MEMPHIS, Tenn. — The Shelby County Health Department has confirmed the first human case of the West Nile Virus in Shelby County.

Health officials say they’ve been finding infected mosquitoes in the county for weeks, but this is the first human case this year.

The health department won’t release much information about the victim in this case, including his age or in which part of the county he lives, but health officials are warning everyone to take steps now to protect yourself and your family.

Our unseasonably warm winter forced the health department to begin spraying for mosquitoes earlier than usual this year, in February, but even that head-start couldn’t protect everyone from the pests that carry the dangerous virus.

Health officials say a man who works outdoors contracted the disease.

“We’ve had positive pools all over the county for weeks, but this is the first person who’s come down ill with the disease,” said David Sweat, chief of epidemiology for the Shelby County Health Department.

Of course, people who spend a lot of time outside are more likely to be bitten and therefore more at risk for West Nile.

Construction worker Brad Harmon deals with the pests every day.

“Man they’re annoying,” he said. “I would say they’re more annoying at home, just trying to enjoy a night out or an evening. Even when we get the yard sprayed, we’re pretty much locked in the house. They’re bad.”

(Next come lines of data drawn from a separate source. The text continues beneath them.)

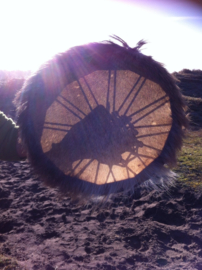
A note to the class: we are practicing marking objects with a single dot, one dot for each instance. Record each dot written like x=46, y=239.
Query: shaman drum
x=101, y=118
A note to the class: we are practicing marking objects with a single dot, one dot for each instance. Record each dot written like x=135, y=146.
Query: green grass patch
x=7, y=263
x=189, y=167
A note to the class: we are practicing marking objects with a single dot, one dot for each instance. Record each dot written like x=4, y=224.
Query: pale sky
x=31, y=32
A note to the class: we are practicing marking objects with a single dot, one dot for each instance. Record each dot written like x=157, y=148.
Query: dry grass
x=189, y=165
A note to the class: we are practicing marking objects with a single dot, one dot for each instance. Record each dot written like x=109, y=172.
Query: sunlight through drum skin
x=101, y=118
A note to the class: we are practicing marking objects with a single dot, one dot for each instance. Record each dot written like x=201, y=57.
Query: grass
x=7, y=263
x=189, y=166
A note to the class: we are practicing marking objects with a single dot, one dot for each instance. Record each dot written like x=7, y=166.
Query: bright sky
x=33, y=31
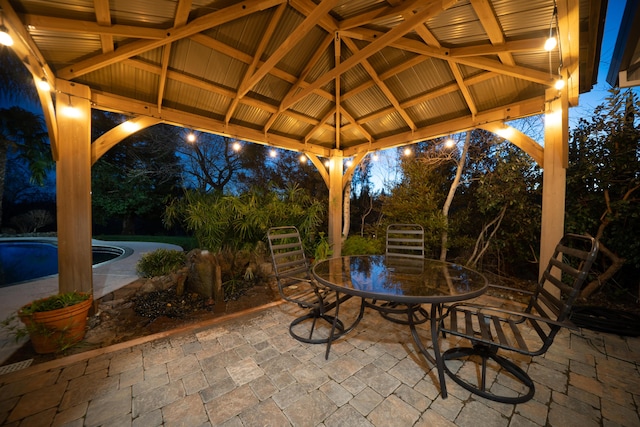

Since 2002, dozens of people in Shelby County have contracted the virus, and 14 have died.

But health officials say those numbers have dramatically decreased over the years thanks to its Vector Control Program. Every day, depending on the weather, crews treat and spray the worst areas with an insecticide that kills the pests.

“We’ve definitely reduced the number of cases in Shelby County by about 40 percent over what it used to be, and so that’s an example of an investment in prevention that works,” Sweat said.

He says 80 percent of people who become infected with West Nile don’t even have symptoms, some will feel like they’re coming down with the flu, and for others, the virus can be extremely dangerous and even deadly.

“My wife is due in about four weeks, so I definitely don’t like to hear that at all,” Harmon said. “We’re just gonna keep everybody inside.”

Experts say the best way to protect yourself is to remember the four Ds:

  • Defend yourself with bug spray that has the ingredient Deet
  • Dress in long sleeves
  • Dusk and dawn are when mosquitoes are most active, so stay inside if you can
  • Drain any standing water around your home

Symptoms include fever, headache and body aches. More severe symptoms can include a high fever, neck stiffness, stupor, disorientation, coma or convulsions.